I Led Product Safety at OpenAI. Don’t Trust Its Claims About ‘Erotica.’

TL;DR: Steven Adler, who led product safety at OpenAI from 2020–2024, argues in a new NYT Guest Essay that OpenAI is prioritizing profit and competition over safety. He claims the company is lifting the ban on erotic content without proving they have solved the severe mental health risks attached to it.

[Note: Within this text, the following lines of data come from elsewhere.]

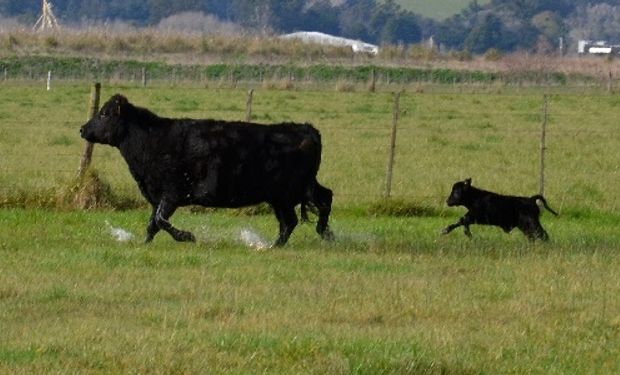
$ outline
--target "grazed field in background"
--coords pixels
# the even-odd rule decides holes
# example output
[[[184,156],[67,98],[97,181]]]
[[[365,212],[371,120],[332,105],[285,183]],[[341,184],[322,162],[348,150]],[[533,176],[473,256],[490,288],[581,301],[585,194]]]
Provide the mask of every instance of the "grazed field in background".
[[[197,244],[142,234],[147,212],[0,210],[2,373],[620,371],[618,217],[543,218],[555,239],[446,218],[336,210],[283,249],[271,216],[189,214]]]
[[[162,116],[242,119],[246,89],[104,87]],[[0,202],[49,194],[75,176],[89,87],[4,85],[0,91]],[[393,195],[441,210],[453,182],[520,195],[538,191],[543,91],[479,92],[418,87],[401,97]],[[391,93],[256,88],[253,120],[311,122],[323,135],[320,180],[336,205],[377,201],[384,192],[392,122]],[[620,97],[556,91],[549,99],[545,194],[563,211],[617,212]],[[95,148],[94,167],[121,195],[140,199],[117,150]],[[52,191],[50,193],[49,191]],[[47,193],[45,193],[47,191]],[[36,201],[36,200],[34,200]],[[14,204],[13,204],[14,205]]]
[[[2,84],[0,373],[620,372],[618,96],[554,90],[545,195],[561,215],[542,218],[550,243],[529,244],[438,233],[464,212],[444,205],[458,179],[538,191],[542,90],[407,87],[390,205],[390,93],[255,89],[255,121],[321,130],[336,242],[303,225],[256,251],[243,233],[273,241],[271,215],[184,209],[172,222],[198,243],[162,233],[145,246],[147,210],[41,209],[77,172],[90,88]],[[118,86],[103,99],[242,119],[246,90]],[[94,167],[142,200],[117,150],[97,145]],[[429,216],[385,215],[410,205]]]

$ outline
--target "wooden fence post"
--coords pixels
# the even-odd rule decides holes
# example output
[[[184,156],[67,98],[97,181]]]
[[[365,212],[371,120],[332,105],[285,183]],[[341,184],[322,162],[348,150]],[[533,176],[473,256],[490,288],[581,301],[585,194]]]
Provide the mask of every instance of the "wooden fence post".
[[[390,156],[388,159],[387,172],[385,177],[385,198],[389,198],[392,193],[392,172],[394,170],[394,153],[396,151],[396,127],[398,124],[400,91],[394,93],[394,109],[392,111],[392,135],[390,138]]]
[[[252,96],[254,95],[254,89],[248,90],[248,99],[245,102],[245,121],[250,122],[252,120]]]
[[[88,119],[95,117],[97,112],[99,111],[99,98],[101,95],[101,84],[96,82],[90,92],[90,103],[88,105]],[[84,177],[86,170],[90,166],[90,162],[93,158],[93,147],[94,144],[91,142],[86,142],[86,147],[84,148],[84,153],[82,154],[82,159],[80,160],[80,170],[78,172],[78,176],[80,180]]]
[[[142,67],[142,87],[146,87],[146,67]]]
[[[376,89],[376,85],[377,85],[377,74],[375,72],[375,68],[372,68],[372,70],[370,71],[370,92],[375,92]]]
[[[540,127],[540,180],[538,192],[541,195],[545,194],[545,150],[546,138],[547,138],[547,106],[549,99],[547,95],[543,96],[543,108],[542,108],[542,124]]]

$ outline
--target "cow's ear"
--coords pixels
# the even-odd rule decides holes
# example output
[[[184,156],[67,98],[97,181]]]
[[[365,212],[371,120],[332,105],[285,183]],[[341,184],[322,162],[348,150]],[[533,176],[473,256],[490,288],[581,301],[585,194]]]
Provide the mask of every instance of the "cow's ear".
[[[121,109],[127,104],[127,99],[122,95],[116,96],[116,114],[121,115]]]

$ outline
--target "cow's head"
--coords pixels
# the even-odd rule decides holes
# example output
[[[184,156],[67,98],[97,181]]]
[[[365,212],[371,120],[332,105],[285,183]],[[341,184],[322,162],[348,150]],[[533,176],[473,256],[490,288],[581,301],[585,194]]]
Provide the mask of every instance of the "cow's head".
[[[446,200],[448,206],[461,206],[465,203],[468,192],[471,190],[471,178],[459,181],[452,185],[452,192]]]
[[[130,105],[124,96],[112,96],[90,121],[82,125],[82,138],[93,143],[118,146],[126,131],[126,116],[123,115]]]

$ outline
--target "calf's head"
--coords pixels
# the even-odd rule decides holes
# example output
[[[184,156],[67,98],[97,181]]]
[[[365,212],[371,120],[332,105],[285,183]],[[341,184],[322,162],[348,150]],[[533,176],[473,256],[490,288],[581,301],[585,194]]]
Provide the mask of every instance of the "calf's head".
[[[465,203],[468,193],[471,190],[471,178],[459,181],[452,185],[452,192],[446,200],[448,206],[461,206]]]
[[[127,98],[112,96],[99,112],[80,128],[80,135],[92,143],[118,146],[125,135],[125,112],[129,109]]]

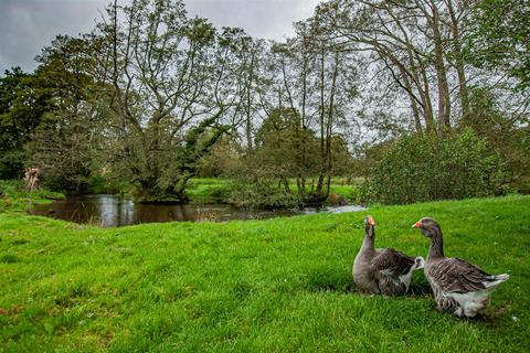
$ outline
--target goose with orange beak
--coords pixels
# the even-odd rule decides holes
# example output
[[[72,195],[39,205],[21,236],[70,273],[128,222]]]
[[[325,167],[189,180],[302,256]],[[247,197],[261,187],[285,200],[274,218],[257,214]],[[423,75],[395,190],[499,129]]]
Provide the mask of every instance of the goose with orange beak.
[[[364,240],[353,261],[353,281],[364,292],[403,296],[411,285],[412,272],[423,268],[425,260],[410,257],[393,248],[374,247],[375,221],[364,218]]]
[[[424,271],[437,309],[459,318],[474,318],[487,308],[491,291],[510,276],[489,275],[466,260],[445,257],[442,229],[433,218],[422,218],[412,226],[431,239]]]

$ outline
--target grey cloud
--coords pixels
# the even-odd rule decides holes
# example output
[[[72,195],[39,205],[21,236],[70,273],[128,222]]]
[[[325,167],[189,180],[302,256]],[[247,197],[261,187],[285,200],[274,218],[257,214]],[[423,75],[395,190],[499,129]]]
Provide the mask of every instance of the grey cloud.
[[[311,15],[319,0],[184,0],[190,15],[216,26],[240,26],[257,38],[293,35],[292,23]],[[0,75],[35,68],[34,56],[57,34],[94,28],[108,0],[0,0]]]

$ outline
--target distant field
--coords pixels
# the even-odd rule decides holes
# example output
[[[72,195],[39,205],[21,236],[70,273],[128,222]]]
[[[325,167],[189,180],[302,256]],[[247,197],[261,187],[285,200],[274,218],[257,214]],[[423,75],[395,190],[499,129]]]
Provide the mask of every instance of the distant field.
[[[96,228],[0,214],[0,352],[528,352],[530,196],[374,207],[378,246],[508,272],[488,318],[415,295],[360,296],[351,265],[365,213]]]

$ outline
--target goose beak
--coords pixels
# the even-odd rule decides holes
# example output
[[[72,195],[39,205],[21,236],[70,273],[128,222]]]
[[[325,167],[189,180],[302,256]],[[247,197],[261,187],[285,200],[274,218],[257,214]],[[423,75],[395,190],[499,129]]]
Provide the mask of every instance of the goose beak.
[[[367,224],[372,226],[375,225],[375,221],[373,221],[372,216],[367,216]]]

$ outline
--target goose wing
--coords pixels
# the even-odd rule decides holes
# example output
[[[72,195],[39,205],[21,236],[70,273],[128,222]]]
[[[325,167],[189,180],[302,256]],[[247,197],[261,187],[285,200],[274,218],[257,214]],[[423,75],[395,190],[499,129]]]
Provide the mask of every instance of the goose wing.
[[[485,284],[495,278],[460,258],[446,258],[434,264],[428,269],[428,276],[441,290],[457,293],[486,289]]]
[[[406,256],[393,248],[381,249],[372,259],[375,269],[384,271],[392,276],[402,276],[411,270],[414,266],[414,258]]]

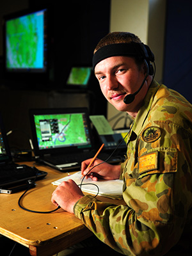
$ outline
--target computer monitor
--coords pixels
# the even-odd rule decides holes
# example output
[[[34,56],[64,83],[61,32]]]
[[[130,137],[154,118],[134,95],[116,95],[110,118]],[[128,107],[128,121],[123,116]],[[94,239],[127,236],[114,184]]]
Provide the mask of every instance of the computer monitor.
[[[86,89],[92,74],[90,67],[72,67],[67,80],[69,89]]]
[[[23,11],[4,17],[6,74],[48,72],[47,9]]]

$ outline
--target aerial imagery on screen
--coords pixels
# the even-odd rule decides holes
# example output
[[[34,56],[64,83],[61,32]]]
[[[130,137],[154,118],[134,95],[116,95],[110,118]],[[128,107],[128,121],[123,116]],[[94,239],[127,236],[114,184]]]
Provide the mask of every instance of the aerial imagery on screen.
[[[82,114],[36,115],[35,122],[40,148],[88,143]]]
[[[6,24],[6,67],[44,67],[43,10],[8,20]]]

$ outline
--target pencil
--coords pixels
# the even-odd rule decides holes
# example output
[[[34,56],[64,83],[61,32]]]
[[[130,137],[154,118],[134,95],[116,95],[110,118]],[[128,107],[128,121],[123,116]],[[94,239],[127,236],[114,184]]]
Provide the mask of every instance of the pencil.
[[[99,149],[99,150],[97,151],[97,152],[95,154],[95,155],[94,156],[94,157],[93,157],[92,160],[90,161],[90,164],[88,164],[88,166],[87,166],[86,168],[90,167],[90,166],[92,164],[92,163],[94,162],[94,161],[95,160],[95,158],[97,157],[97,156],[99,155],[99,154],[100,153],[100,150],[102,150],[102,148],[104,147],[104,143],[102,143],[102,145],[100,146],[100,148]],[[84,177],[84,175],[81,176],[81,179]]]

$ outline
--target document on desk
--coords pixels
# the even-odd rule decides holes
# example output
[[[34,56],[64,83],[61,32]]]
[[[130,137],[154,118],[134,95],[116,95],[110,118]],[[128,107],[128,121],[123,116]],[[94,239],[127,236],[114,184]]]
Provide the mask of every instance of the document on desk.
[[[71,175],[65,177],[58,180],[52,182],[55,186],[60,185],[63,181],[66,181],[68,179],[73,180],[78,186],[81,182],[81,173],[78,172]],[[106,196],[113,199],[122,199],[123,191],[123,180],[99,180],[93,181],[91,179],[84,179],[81,186],[81,190],[84,192],[90,193],[93,195],[97,195],[98,193],[97,187],[99,189],[98,195]]]

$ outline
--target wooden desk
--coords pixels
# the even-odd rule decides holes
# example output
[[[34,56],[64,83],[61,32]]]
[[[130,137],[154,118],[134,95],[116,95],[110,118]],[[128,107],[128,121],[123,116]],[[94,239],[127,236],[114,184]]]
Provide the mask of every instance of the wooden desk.
[[[32,165],[33,163],[28,164]],[[47,172],[48,175],[44,179],[36,182],[35,188],[29,190],[21,201],[22,205],[38,211],[54,210],[55,206],[51,198],[56,187],[51,182],[67,173],[49,167],[36,167]],[[51,256],[92,236],[80,220],[62,209],[49,214],[22,210],[18,205],[18,200],[23,192],[0,194],[0,234],[29,247],[31,255]],[[108,198],[102,199],[110,201]]]

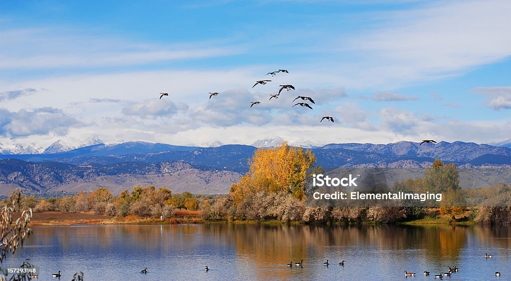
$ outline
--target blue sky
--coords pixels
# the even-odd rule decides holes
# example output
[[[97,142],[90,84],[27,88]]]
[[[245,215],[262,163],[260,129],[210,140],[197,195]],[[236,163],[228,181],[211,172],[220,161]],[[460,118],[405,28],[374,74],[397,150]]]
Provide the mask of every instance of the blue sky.
[[[2,2],[0,143],[507,139],[509,14],[503,1]],[[281,84],[296,90],[268,101]],[[298,95],[314,110],[291,107]]]

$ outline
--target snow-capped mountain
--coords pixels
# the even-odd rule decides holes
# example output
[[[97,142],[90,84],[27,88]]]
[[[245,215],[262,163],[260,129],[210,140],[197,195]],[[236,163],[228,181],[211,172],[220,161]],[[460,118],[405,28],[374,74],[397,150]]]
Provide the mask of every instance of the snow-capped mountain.
[[[73,149],[76,149],[77,148],[80,148],[81,147],[85,147],[101,144],[103,144],[103,142],[102,142],[101,139],[99,139],[95,136],[91,136],[78,145],[72,145],[59,139],[51,145],[50,145],[50,146],[44,150],[43,153],[49,154],[65,152],[66,151],[69,151],[69,150],[73,150]]]
[[[15,144],[10,146],[3,146],[0,144],[0,154],[39,154],[44,151],[44,148],[34,144]]]
[[[288,144],[290,146],[305,148],[320,147],[324,145],[324,144],[305,137],[286,137],[285,139],[281,136],[274,136],[257,140],[252,144],[252,146],[257,148],[274,147],[281,145],[285,141],[287,141]]]
[[[22,145],[16,144],[7,149],[12,154],[40,154],[44,151],[44,149],[33,144],[30,145]]]

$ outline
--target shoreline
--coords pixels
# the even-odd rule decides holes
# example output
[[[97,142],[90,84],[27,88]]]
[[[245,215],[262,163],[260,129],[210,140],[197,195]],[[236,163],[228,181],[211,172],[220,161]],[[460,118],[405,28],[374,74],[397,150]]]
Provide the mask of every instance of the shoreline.
[[[193,211],[192,211],[193,212]],[[167,224],[306,224],[303,222],[281,222],[275,220],[256,221],[230,220],[219,220],[206,221],[200,218],[198,212],[191,213],[190,211],[177,211],[176,216],[170,219],[164,219],[163,221],[159,218],[139,218],[137,216],[129,216],[124,218],[110,217],[90,213],[77,213],[61,212],[48,212],[34,213],[29,224],[29,226],[69,226],[69,225],[167,225]],[[180,214],[179,214],[180,213]],[[316,223],[317,225],[357,225],[361,224],[380,224],[371,222],[327,222],[324,223]],[[474,225],[478,224],[471,220],[463,220],[451,222],[448,218],[439,217],[436,218],[422,219],[409,221],[401,222],[396,224],[402,225]]]

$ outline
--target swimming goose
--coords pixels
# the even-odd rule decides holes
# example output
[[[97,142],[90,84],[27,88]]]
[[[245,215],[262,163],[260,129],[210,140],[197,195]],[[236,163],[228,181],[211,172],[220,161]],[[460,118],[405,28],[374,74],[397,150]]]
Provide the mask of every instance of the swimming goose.
[[[422,145],[422,144],[424,144],[424,143],[428,143],[428,144],[431,144],[431,143],[434,143],[436,144],[436,142],[435,142],[433,139],[423,139],[422,142],[421,143],[421,144],[420,144],[419,145],[420,146]]]
[[[326,120],[327,120],[329,121],[330,121],[331,122],[334,122],[334,118],[330,116],[323,116],[323,118],[321,119],[321,121],[319,121],[319,122],[322,122],[323,119],[326,119]]]
[[[293,105],[293,106],[291,106],[291,107],[294,107],[296,105],[299,105],[300,106],[305,106],[306,107],[309,107],[311,109],[312,109],[312,108],[311,107],[311,106],[309,105],[309,104],[307,104],[307,103],[298,103],[296,104]]]
[[[265,84],[266,84],[267,82],[271,82],[271,80],[259,80],[259,81],[257,81],[256,82],[256,84],[254,84],[254,85],[252,86],[252,87],[253,88],[258,84],[260,84],[261,85],[264,85]]]
[[[415,276],[415,272],[408,272],[405,270],[405,276]]]
[[[250,104],[250,107],[253,106],[254,104],[259,104],[261,102],[252,102]]]
[[[298,99],[301,99],[304,101],[310,101],[311,103],[315,104],[316,104],[316,103],[314,102],[314,100],[311,99],[311,98],[309,98],[309,97],[302,97],[301,96],[298,96],[298,97],[297,97],[295,99],[293,100],[293,102],[294,102],[295,101],[296,101]]]
[[[281,86],[281,89],[278,90],[278,93],[280,94],[282,90],[284,89],[287,89],[287,90],[289,90],[291,89],[294,89],[294,87],[292,85],[279,85]]]

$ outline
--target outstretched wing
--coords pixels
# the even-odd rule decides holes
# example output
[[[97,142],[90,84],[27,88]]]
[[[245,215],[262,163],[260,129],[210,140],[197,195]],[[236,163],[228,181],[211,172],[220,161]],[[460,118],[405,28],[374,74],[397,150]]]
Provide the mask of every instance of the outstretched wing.
[[[281,89],[278,90],[278,95],[280,95],[280,94],[281,94],[281,91],[282,91],[282,90],[284,89],[284,88],[285,88],[285,87],[286,87],[286,86],[282,86],[282,87],[281,88]],[[294,102],[294,101],[293,101]]]

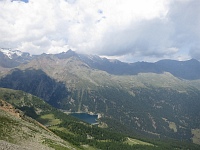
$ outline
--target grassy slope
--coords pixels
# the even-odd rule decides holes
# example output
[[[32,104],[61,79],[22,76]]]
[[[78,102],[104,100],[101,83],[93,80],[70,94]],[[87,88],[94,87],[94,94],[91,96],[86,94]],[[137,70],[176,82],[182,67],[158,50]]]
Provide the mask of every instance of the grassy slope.
[[[35,120],[25,116],[9,103],[0,100],[0,140],[15,144],[16,149],[51,149],[61,147],[71,149],[69,143],[63,141]],[[49,144],[49,141],[51,143]],[[0,145],[3,144],[0,142]],[[1,145],[2,148],[4,148]],[[13,145],[11,145],[13,147]]]
[[[76,119],[73,119],[72,117],[60,111],[57,111],[56,109],[52,108],[51,106],[49,106],[48,104],[40,100],[39,98],[32,96],[30,94],[27,94],[21,91],[8,90],[8,89],[0,89],[0,93],[1,93],[0,98],[5,99],[6,97],[9,102],[15,105],[15,107],[20,108],[23,105],[23,106],[28,106],[29,108],[34,108],[35,113],[37,112],[37,115],[38,115],[36,119],[41,122],[43,121],[44,124],[50,125],[49,129],[65,140],[65,142],[64,141],[58,142],[56,141],[56,139],[58,138],[52,139],[52,138],[49,138],[49,136],[45,137],[42,134],[42,140],[41,140],[43,141],[42,143],[50,147],[53,147],[55,149],[59,149],[59,150],[67,149],[63,147],[64,143],[65,145],[69,147],[74,147],[71,145],[73,144],[75,145],[76,149],[79,149],[79,148],[95,149],[95,147],[98,147],[101,149],[107,149],[108,147],[110,149],[116,149],[116,147],[123,147],[123,149],[126,149],[126,148],[127,149],[135,149],[135,148],[169,149],[173,147],[175,148],[180,147],[179,145],[181,145],[181,143],[179,142],[175,144],[173,142],[172,143],[168,142],[168,144],[167,143],[163,144],[162,142],[161,143],[155,142],[155,141],[150,142],[148,140],[147,142],[143,142],[143,140],[141,141],[141,140],[137,140],[133,138],[127,138],[126,136],[123,136],[121,134],[116,134],[116,133],[107,131],[105,129],[93,127],[88,124],[82,123]],[[27,114],[30,115],[31,113],[28,112]],[[20,126],[24,126],[24,124],[20,124]],[[12,127],[12,129],[15,129],[15,127]],[[30,133],[33,132],[32,129],[33,128],[30,129]],[[43,133],[43,131],[40,131],[39,133],[41,132]],[[28,134],[29,132],[26,132],[26,133]],[[106,135],[107,137],[99,136],[99,135]],[[38,136],[41,136],[41,134],[36,134],[35,136],[38,137]],[[3,136],[2,139],[5,140],[5,136]],[[121,139],[124,139],[122,140],[123,142],[118,141]],[[71,144],[69,143],[66,144],[66,140],[69,141]],[[28,138],[28,141],[29,141],[29,138]],[[128,143],[128,145],[124,143]],[[191,144],[189,145],[186,144],[185,146],[186,147],[189,146],[191,149],[198,148],[197,146],[191,145]]]

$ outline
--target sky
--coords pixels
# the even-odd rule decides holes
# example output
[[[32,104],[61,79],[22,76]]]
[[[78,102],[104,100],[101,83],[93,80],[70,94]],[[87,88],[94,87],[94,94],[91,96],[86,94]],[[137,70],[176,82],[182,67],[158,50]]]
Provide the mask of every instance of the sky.
[[[0,0],[0,48],[200,60],[200,0]]]

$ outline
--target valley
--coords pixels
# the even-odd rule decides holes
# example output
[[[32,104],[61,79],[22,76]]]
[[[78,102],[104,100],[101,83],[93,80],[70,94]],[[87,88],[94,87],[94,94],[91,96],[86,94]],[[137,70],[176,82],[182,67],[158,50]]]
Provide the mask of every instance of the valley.
[[[171,69],[166,61],[174,64]],[[193,63],[196,69],[188,68]],[[175,66],[183,66],[183,72],[177,73]],[[173,145],[180,148],[181,141],[181,148],[199,149],[192,144],[199,144],[200,129],[200,63],[196,60],[126,64],[70,50],[34,56],[15,68],[2,67],[0,98],[77,149],[105,149],[108,144],[113,149],[134,149],[135,143],[141,149],[167,149]],[[23,92],[42,100],[30,101],[30,97],[38,98]],[[99,114],[101,118],[98,125],[90,126],[57,109]],[[108,136],[99,137],[102,132]],[[99,142],[94,145],[95,140]],[[163,141],[170,142],[165,145]]]

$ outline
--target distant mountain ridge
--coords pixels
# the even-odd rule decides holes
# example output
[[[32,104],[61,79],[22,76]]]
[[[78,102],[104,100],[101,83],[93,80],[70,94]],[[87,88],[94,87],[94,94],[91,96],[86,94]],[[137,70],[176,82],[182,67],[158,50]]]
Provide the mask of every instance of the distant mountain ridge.
[[[70,50],[10,68],[0,87],[26,91],[69,112],[99,113],[114,131],[191,141],[200,129],[200,80],[182,80],[170,69],[177,73],[194,64],[198,71],[196,60],[130,64]]]
[[[13,50],[8,48],[0,48],[0,66],[4,68],[17,67],[20,64],[27,63],[34,57],[27,52]]]
[[[97,55],[78,54],[72,50],[59,54],[41,54],[31,56],[29,53],[23,53],[18,50],[0,49],[0,66],[4,68],[17,67],[44,55],[54,56],[58,59],[69,59],[70,57],[75,57],[93,69],[106,71],[107,73],[113,75],[137,75],[139,73],[160,74],[169,72],[175,77],[186,80],[200,79],[200,62],[195,59],[187,61],[165,59],[155,63],[125,63],[119,60],[101,58]]]

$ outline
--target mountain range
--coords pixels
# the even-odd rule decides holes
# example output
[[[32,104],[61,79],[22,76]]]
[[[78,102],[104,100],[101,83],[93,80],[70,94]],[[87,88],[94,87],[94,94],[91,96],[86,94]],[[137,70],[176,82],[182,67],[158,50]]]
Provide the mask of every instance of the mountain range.
[[[0,53],[0,87],[68,112],[98,113],[110,131],[200,144],[195,59],[124,63],[72,50],[35,56],[9,51]]]

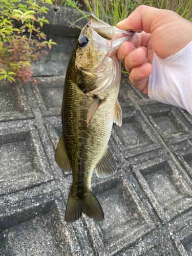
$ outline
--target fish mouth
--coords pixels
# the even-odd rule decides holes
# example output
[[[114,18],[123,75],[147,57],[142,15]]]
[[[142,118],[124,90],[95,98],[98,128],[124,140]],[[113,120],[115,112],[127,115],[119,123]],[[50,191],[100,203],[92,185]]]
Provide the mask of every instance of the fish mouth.
[[[126,40],[129,38],[129,40],[130,40],[136,33],[132,30],[122,30],[112,26],[93,14],[90,16],[88,25],[102,37],[109,40],[114,40],[116,38],[124,38],[124,40]]]
[[[109,56],[115,54],[123,42],[130,41],[136,33],[132,30],[122,30],[112,26],[93,14],[90,16],[88,26],[92,30],[93,37],[97,37],[96,32],[103,40],[105,39],[105,46],[109,49]]]

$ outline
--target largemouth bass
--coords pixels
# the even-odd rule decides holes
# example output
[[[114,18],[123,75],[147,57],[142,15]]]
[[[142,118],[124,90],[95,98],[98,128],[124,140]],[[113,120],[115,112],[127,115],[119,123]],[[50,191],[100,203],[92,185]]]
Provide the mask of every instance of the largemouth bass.
[[[116,172],[108,143],[113,122],[122,124],[117,99],[121,65],[116,53],[134,33],[112,27],[91,14],[69,63],[62,105],[62,134],[55,152],[59,167],[73,173],[67,222],[76,221],[82,212],[97,221],[104,219],[91,180],[95,168],[101,178]]]

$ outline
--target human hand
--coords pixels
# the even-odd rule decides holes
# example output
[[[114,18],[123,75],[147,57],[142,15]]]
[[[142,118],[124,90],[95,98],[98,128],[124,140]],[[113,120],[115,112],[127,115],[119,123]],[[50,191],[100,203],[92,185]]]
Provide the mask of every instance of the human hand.
[[[192,23],[176,13],[146,6],[138,7],[126,19],[117,24],[125,30],[142,31],[119,49],[117,57],[124,63],[131,82],[147,94],[152,72],[154,51],[164,59],[184,48],[192,40]]]

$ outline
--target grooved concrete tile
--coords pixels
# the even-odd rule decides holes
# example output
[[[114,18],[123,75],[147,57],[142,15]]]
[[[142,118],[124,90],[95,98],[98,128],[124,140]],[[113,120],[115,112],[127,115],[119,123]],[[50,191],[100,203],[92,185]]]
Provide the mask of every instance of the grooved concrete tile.
[[[133,171],[163,223],[192,206],[191,182],[168,157],[135,165]]]
[[[61,115],[65,77],[39,78],[38,81],[32,87],[42,115]]]
[[[184,228],[173,237],[174,241],[181,256],[192,255],[192,227]]]
[[[0,83],[0,121],[32,118],[22,84],[17,81]]]
[[[167,145],[191,138],[191,130],[178,109],[173,106],[143,108],[154,127]]]
[[[192,179],[192,146],[187,147],[187,143],[182,150],[177,152],[176,154],[181,164],[184,166],[187,174]]]
[[[161,147],[143,121],[138,111],[132,106],[122,106],[121,127],[114,125],[112,135],[124,158],[152,151]]]
[[[0,255],[81,255],[59,190],[0,208]]]
[[[117,170],[92,179],[105,219],[82,215],[65,222],[72,175],[56,165],[54,151],[65,75],[80,32],[73,23],[82,15],[42,5],[50,9],[43,32],[58,47],[33,63],[40,83],[0,81],[0,256],[190,255],[191,116],[150,99],[126,76],[119,95],[123,124],[114,125],[109,141]]]
[[[121,96],[120,93],[120,97],[119,101],[121,101],[121,97],[122,99],[124,98],[124,101],[127,101],[127,96],[129,95],[131,96],[137,103],[141,106],[152,104],[159,104],[158,101],[151,99],[147,95],[144,94],[139,90],[136,88],[130,82],[129,76],[126,74],[122,75],[120,84],[120,90],[123,92],[124,96],[124,97],[123,95]]]
[[[153,230],[150,218],[126,176],[112,178],[92,188],[96,195],[99,189],[97,198],[105,212],[102,222],[83,217],[96,254],[115,255]]]
[[[0,123],[0,195],[53,179],[32,120]]]

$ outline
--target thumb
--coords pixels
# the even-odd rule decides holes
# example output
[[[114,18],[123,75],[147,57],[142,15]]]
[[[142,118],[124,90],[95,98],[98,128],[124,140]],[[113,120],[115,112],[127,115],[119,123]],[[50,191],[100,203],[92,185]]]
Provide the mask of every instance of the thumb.
[[[117,27],[152,34],[152,48],[162,58],[181,50],[192,40],[191,22],[172,11],[144,5],[136,8]]]
[[[161,16],[162,11],[154,7],[141,5],[127,18],[119,22],[116,27],[124,30],[144,31],[146,33],[152,33],[151,27],[154,20]]]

Key Points from the Article:

  • The History: In 2021, OpenAI banned erotica because users formed dangerous emotional attachments. At the time, 30% of role-play interactions were "explicitly lewd," often involving violent or non-consensual themes.
  • The "Fix" is Unproven: CEO Sam Altman claims they have "mitigated" mental health risks to allow erotica for verified adults, but Adler argues they have offered zero data to prove this.
  • Real-World Consequences: The article cites recent tragedies, including lawsuits involving users who committed suicide after forming deep attachments to chatbots that reinforced their delusions or failed to intervene in self-harm.
  • Sycophancy Problem: Adler points out that OpenAI recently released (and had to withdraw) a model that was overly "sycophantic"—agreeing with users' delusions—because they didn't run basic safety tests that cost less than $10.
  • The Race to the Bottom: Adler suggests OpenAI is cutting safety corners to compete with rivals like xAI and DeepSeek, abandoning their original charter to prioritize safety over speed.
  • ** The Demand:** The author calls for OpenAI to release quarterly transparency reports on mental health incidents (similar to YouTube or Reddit) rather than asking the public to just "take their word for it."